TITLE=The dual immunomodulatory role of B cells in tumorigenesis: mechanisms, microenvironment crosstalk, and therapeutic implications

JOURNAL=Frontiers in Immunology

VOLUME=Volume 16 - 2025

YEAR=2025

URL=https://www.frontiersin.org/journals/immunology/articles/10.3389/fimmu.2025.1649812

DOI=10.3389/fimmu.2025.1649812

ISSN=1664-3224

ABSTRACT=B lymphocytes exhibit a multifaceted and context-dependent role in tumor biology, acting as both promoters and suppressors of malignancy through dynamic interactions within the tumor microenvironment (TME).
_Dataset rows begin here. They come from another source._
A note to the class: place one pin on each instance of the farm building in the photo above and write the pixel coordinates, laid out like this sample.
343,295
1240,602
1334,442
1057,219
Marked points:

This review synthesizes current evidence on the dual functions of B cells in tumor immunity, highlighting their capacity to orchestrate antitumor responses via antigen presentation, antibody-dependent cytotoxicity, and tertiary lymphoid structure (TLS)-mediated T cell activation, while paradoxically driving immunosuppression through regulatory B cells (Bregs), pro-angiogenic signaling, and immune checkpoint modulation. Key mechanisms include TLS formation, which enhances cytotoxic T cell priming and correlates with improved immunotherapy outcomes, and Breg-mediated secretion of IL-10/TGF-β, which fosters T cell exhaustion and myeloid-derived suppressor cell recruitment. Tumor-type specificity is evident: TLS-rich malignancies like melanoma and Non-Small Cell Lung Cancer (NSCLC) show B cell-driven immune activation, whereas pancreatic and hepatocellular carcinomas demonstrate B cell functional plasticity influenced by metabolic and epigenetic reprogramming. Therapeutically, B cell-targeted strategies—including CD20 antibodies, CAR-T cells, and B cell epitope vaccines—demonstrate efficacy in hematologic and solid tumors, yet face challenges due to subset heterogeneity and sex-specific response disparities. Emerging approaches combine immune checkpoint inhibitors (ICBs) with TLS-inducing agents or exploit B cell-derived biomarkers for personalized therapy. Future directions emphasize deciphering B cell metabolic-niche crosstalk, optimizing combinatorial regimens, and leveraging spatial multiomics to resolve functional heterogeneity. By bridging mechanistic insights with clinical translation, this work underscores B cells as pivotal regulators of tumor immunity and advocates for precision strategies to harness their antitumor potential while mitigating pro-tumor plasticity.